Case Study Project Description
An industrial product supplier purchased a much smaller entrepreneurial distributor of products. It seemed like a good deal at the time. Due diligence revealed they had a few cash flow problems but the buyer had the resources to remedy that. They had a fine team of fabricators and had identified a package solution the market seemed to like so they were not just selling one off products. The deal was done.
Project Problem
The smaller company had moved into a new facility before the acquisition. The buyer didn’t need that space and immediately decided to split the company in two, sending the fabricators to the central facility and sellers and managers to a satellite office. Suddenly, two people quit. The smaller company had been vertically integrated so the sales people were also the product expediters. Now with their fabricators 30 miles away, they couldn’t tell if their sales orders were being processed. Anxiety rose, sales declined and more people quit. Management had not put in a new process to help the new people adjust to the system. The manufacturing plant had not arranged for an expediter on their end to communicate with the sales people. Information fell through the cracks. To top it off, the top three sales people were all close to retirement age. Who would they pass along their knowledge to?
Solution
Management knew there were cracks in their acquisition integration system. Marketing, sales, product definition, product management and people integration were left to chance. We were invited to assist Kibo Ventures to help them come up with a better template and method of integration as well as resolve the problems of the current acquisition.
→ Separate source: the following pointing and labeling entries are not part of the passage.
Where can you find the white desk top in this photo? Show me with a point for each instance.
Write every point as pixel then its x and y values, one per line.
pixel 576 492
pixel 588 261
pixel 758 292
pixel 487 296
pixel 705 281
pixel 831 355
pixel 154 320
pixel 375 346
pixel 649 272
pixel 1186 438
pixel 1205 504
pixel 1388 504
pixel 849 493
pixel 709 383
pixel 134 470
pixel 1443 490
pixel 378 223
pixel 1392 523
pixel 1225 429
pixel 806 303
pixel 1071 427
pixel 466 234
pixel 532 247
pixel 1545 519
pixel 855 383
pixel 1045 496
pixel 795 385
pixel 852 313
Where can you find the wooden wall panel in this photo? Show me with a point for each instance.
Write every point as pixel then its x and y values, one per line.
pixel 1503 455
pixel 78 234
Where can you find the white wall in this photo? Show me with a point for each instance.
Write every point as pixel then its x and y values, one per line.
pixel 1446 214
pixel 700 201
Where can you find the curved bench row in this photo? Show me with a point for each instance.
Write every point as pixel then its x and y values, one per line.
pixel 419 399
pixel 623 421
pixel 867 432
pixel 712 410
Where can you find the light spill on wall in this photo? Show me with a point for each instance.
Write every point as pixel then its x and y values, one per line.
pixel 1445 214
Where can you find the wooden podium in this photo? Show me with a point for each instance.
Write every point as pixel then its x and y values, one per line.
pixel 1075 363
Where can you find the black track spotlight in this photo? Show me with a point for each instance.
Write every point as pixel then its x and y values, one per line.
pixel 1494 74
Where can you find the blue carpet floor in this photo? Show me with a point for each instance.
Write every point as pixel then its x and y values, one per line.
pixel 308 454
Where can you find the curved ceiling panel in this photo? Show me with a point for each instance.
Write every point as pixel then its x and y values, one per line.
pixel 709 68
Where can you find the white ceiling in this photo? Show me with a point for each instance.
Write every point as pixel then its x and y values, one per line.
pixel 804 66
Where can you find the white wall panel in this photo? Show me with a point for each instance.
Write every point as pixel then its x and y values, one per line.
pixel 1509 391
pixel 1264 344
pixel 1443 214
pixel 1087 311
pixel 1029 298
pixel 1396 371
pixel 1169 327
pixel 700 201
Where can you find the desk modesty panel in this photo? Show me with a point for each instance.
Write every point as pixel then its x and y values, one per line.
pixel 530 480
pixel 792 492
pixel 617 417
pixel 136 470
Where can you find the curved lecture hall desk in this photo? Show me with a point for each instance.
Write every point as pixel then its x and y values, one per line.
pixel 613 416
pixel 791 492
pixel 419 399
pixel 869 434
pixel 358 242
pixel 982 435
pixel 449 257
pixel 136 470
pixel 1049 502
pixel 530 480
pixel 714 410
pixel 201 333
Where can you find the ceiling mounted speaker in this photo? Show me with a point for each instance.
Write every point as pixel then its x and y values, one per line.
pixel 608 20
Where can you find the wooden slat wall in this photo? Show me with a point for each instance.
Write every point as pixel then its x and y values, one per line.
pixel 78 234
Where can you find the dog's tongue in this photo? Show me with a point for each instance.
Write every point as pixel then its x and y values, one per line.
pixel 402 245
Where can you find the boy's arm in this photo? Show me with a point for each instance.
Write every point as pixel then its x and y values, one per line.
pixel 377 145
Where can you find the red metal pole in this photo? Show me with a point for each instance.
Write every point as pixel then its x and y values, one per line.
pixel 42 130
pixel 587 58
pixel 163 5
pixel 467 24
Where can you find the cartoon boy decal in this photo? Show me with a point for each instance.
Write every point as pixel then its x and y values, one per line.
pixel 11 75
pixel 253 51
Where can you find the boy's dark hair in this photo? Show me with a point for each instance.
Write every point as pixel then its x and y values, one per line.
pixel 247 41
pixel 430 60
We interviewed all concerned and started to see where the road blocks were in the entire operation from sales through to installation. Communication was blocked across many departments and conversations about process improvement did not happen due to chronic interpersonal issues. The sentiment was that people should ‘just get with the program’ or ‘duke it out’ to make things work. A feeling of bleakness and resistance to change was in the mindsets of new and old employees alike.
We developed a new organizational chart and strategy for how the company could become a lot more customer focused and resolve some of the interdepartmental issues. New roles were created to take responsibility for areas that had previously fallen through the cracks including succession planning, knowledge transfer, training, sales support, product management and market development.
Result
Included in this package of services was a pre and post integration due diligence road map. The map defined the areas where questions needed to be asked to make a good investment decision and then identify the questions and strategies needed to integrate a new acquisition in such a way as to maximize rather than erode the value. The map points to the areas where value erosion has the biggest potential and where to explore the impacts of pending decisions so that contingencies and alternatives could be developed. The company is now implementing several of the role changes and has halted acquisitions for the time being so that they will have a better foundation for the next company to be acquired.